Io sono con altri profughi, tengo per mano le mie bimbe, mi fermo, guardo Don Alfredo poi dico con la voce carica di angoscia: “ non so dove andremo…”.

Lui mi guarda, alza le braccia, rivolge gli occhi al cielo, scuote la testa e continua a piangere. Io mi avvio, faccio pochi passi poi mi giro, Don Alfredo ha la mano alzata e ci benedice.

Non andai dai mie genitori in provincia di Ferrara, come in un primo momento mi ero proposta, ma mi fermai a Bologna, dove fino all’aprile del 1945, ogni giorno andavo in giro per la città per rimediare il minimo necessario per poter vivere in quel terribile momento.

Un giorno (non ricordo la data, forse i primi d’aprile del 1945), andai alla chiesa dove un sacerdote, Don De Maria - che aveva svolto la sua missione per un certo periodo nella chiesa di Pontecchio - rilasciava ai profughi dei buoni per ritirare dall’ente assistenziale ECA indumenti ed altro.

Ero andata altre volte da Don De Maria, ma quel giorno appena mi vide, mi disse subito, con voce strozzata dal pianto, che la chiesa di Vizzano era stata rasa al suolo.

Allora gli chiesi quasi gridando: “ Quando finirà questo flagello? Moriremo tutti? “. Non mi rispose, puntò il dito verso l’alto, mi prese per mano, mi porse un buono per ritirare dei gomitoli di lana, mi salutò con un cenno; anche lui non poteva parlare e le lacrime gli rigavano il volto.

Forse non lo ringraziai, me ne andai di corsa, stava suonando l’allarme aereo ed io, nonostante si dicesse che Bologna era stata dichiarata città bianca, avevo sempre tanta paura e corsi fino dove eravamo alloggiati.

Mentre correvo, davanti ai miei occhi, avevo la chiesa di Vizzano. Udivo il suono delle campane e la voce chiara di Don Ottavio che predicava, predicava…

La sua voce si affievoliva allontanandosi pian piano…

Le fronde del cedro che sorge presso la chiesa, lasciavano cadere sulla mia fronte alcuni aghi pungenti.
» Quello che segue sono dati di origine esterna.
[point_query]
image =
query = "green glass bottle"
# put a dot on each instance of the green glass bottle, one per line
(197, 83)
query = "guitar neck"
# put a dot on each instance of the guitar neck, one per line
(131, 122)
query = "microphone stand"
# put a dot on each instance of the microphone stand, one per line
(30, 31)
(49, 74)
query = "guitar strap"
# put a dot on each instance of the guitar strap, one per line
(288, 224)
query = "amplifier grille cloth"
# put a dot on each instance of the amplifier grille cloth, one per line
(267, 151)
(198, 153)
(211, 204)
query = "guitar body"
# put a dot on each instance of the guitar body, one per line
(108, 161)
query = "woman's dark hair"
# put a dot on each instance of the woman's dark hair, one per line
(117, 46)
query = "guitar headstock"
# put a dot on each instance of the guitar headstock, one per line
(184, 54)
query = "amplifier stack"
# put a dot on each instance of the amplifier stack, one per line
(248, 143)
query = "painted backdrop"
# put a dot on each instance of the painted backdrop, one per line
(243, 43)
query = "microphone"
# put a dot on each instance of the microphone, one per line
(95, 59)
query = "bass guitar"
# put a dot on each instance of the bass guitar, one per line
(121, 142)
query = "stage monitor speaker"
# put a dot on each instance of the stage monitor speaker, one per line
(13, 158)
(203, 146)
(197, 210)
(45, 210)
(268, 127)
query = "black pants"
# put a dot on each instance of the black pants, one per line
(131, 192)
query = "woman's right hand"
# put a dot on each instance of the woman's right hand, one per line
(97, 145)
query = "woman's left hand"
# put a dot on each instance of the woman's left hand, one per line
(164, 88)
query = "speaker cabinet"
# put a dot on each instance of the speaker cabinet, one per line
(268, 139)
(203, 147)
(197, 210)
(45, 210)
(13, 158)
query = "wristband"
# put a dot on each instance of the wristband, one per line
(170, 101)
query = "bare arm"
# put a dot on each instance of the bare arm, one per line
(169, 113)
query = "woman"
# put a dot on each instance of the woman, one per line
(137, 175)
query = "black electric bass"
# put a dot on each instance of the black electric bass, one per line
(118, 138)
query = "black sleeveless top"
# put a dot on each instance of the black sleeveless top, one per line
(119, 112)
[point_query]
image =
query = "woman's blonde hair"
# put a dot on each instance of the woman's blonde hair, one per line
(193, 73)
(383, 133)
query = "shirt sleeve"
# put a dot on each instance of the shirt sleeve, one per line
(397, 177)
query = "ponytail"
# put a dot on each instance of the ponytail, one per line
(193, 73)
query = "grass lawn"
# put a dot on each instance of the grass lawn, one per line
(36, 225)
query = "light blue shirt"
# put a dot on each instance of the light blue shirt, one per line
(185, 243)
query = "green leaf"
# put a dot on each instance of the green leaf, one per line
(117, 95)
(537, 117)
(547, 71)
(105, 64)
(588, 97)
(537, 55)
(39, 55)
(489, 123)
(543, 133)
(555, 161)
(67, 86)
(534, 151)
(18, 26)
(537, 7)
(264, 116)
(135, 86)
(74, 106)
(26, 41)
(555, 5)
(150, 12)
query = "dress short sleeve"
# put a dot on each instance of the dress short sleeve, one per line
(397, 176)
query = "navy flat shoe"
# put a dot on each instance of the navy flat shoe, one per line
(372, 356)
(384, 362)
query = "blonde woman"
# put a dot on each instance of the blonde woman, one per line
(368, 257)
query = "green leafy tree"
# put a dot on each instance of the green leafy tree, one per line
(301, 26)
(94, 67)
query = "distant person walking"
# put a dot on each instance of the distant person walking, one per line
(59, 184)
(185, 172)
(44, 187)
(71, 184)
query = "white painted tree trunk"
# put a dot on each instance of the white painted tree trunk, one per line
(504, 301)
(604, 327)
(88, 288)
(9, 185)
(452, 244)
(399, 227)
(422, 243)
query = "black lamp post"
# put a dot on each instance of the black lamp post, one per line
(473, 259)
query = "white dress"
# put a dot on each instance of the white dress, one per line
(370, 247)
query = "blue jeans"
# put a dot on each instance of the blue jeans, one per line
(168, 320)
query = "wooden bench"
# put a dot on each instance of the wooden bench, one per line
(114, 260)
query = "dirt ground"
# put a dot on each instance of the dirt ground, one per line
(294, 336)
Apro gli occhi. Mi sembra di aver sognato.

Davanti a me c’è Don Pietro. É lui che parla di S. Giorgio durante l’omelia, non è Don Ottavio.

Mi guardo attorno. Tanta gente è tornata in questo luogo.

Anch’io sono qui che stringo i ricordi di quella che fu la chiesa di Vizzano e mentalmente mi ripeto: “ Era un gioiello “.